Earth Science: Mammals – Mammals: Diversity

From the fingernail-size Etruscan shrew to the almost a hundred-foot-long blue whale, the mere size differences among mammals are remarkable. Diverse modes of life have created a diversity of forms and functions.

Distinct adaptations to a particular way of life are, for example, revealed by the various shapes of limbs. The aquatic whales are fishlike in form. Bats in flight display a leathery skin extending between large fingers.

Life beneath the earth produces the cylindrical, compact body of the mole, where the forelimbs have changed into short, powerful digging tools. The outer body envelope of mammals gives an idea of their diversity. This ranges Color of skin and hair is often adapted to habitat conditions, as for example, with snow hares.

Skunks, on the other hand, give off strongly contrasting optical warning signals. With whales and sea cows, the furry coat has almost completely regressed. With respect to diet, there are pure plant and meat eaters and species that will feed on anything.

Meat-eaters have a short digestive tract, while plant-feeders break down and metabolize their hard-to-digest food in a longer digestive tract or, like ruminants, in a multichambered stomach.

Sensory diversity

The sense of smell, which is important for finding food, for territorial behavior, and for the recognition of other members of the same species, is particularly well developed in nose-oriented animals such as dogs or horses. In these animals the olfactory membrane is often extended onto the outside of the nostrils.

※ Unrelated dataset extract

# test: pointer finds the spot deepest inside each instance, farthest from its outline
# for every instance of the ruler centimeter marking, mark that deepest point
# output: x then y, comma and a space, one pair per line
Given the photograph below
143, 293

Eye-oriented animals, such as cats and humans, have a highly developed visual faculty. Many diurnal animals are able to recognize colors, and nocturnal animals are able to enhance their visual acuity with a special reflection layer in their eyes. Cats also use extremely sensitive tactile hairs for orientation.

Toothed whales and bats can orient themselves by means of echolocation, and the tip of an elephant’s trunk has delicate sensors for mechanical stimuli.


The humps in camels serve as fat and energy reservoirs These animals can take in enormous volumes of water within a few minutes, since the oval shape of their red blood cells prevents possible bursting.

Special rectal cells remove liquid from fecal matter almost completely; the kidney and bladder condense urine to a point where only a single drop is released.

The nostrils can be closed off, and special reticulating tissue in the nose cools the blood supply flowing to the heat-sensitive brain and eye cells.


MAMMAL DENTITION consists of four distinct types of teeth: incisors, canines, and two types of molar teeth.

Most species initially have a set of milk teeth, so-called deciduous teeth, that fall out and are replaced by permanent teeth during the second dentition.